I'd had some weird dreams on Saturday night, about a brown house and a boy I couldn't remember. I could tell that the dream had been bad, but luckily, I forgot it about it very quickly.

I spent the majority of that day at home, in my room, listening to music and trying to write something for Radley. It was bittersweet, since I knew I'd be meeting him and yet I doubted I'd enjoy it as much without being on good terms with Montana.
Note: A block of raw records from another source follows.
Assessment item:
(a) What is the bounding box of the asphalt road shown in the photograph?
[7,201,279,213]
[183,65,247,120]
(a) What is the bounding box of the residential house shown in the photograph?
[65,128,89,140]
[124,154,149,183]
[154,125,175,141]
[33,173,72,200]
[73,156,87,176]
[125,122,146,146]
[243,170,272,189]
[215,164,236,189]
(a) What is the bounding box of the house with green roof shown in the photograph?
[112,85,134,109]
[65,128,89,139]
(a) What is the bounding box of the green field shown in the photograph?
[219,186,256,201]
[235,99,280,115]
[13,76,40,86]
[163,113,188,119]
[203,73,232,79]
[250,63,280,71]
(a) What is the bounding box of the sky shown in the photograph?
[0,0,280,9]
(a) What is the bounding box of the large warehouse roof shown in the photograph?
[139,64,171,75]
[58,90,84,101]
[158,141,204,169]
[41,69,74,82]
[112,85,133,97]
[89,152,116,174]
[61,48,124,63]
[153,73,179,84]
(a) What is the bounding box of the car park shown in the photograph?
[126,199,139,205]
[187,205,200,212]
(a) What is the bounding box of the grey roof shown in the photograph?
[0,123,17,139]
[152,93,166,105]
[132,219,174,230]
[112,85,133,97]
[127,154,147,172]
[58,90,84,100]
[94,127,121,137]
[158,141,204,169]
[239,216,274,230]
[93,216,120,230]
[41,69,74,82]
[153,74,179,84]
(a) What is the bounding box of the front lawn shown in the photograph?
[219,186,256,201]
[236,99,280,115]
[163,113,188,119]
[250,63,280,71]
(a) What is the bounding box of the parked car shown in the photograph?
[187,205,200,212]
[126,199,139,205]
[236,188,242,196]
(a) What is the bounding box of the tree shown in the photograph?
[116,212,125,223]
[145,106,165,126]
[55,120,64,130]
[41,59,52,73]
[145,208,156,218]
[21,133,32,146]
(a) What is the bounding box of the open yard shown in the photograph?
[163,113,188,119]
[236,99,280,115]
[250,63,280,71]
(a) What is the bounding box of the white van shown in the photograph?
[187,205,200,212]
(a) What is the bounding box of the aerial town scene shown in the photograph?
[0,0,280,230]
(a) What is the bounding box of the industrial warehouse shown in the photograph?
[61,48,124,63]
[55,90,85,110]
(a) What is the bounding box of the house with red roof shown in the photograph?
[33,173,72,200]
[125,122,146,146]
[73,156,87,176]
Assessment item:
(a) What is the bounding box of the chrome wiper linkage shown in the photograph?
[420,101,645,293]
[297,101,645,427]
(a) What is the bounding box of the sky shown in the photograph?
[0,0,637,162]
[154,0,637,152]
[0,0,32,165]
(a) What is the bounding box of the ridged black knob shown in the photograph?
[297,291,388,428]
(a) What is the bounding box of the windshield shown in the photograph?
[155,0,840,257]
I'd scrapped about thirty half-baked poems total, frustration running through my veins alongside my blood.

Montana wrote beautiful poems so easily. I had no trouble believing that one day, she'd write a poem just like Radley's Come Dusk— something inspiring. Something world-changing.

I was in the middle of a break, rummaging through my backpack, when my hand accidentally brushed against what felt like a hard CD case. When I pulled it out in bewilderment, I was shocked to find an old relic: the Poetic Songs to Make Montana Smile mixtape I'd created for her the day we met. The one I had never gotten around to giving her.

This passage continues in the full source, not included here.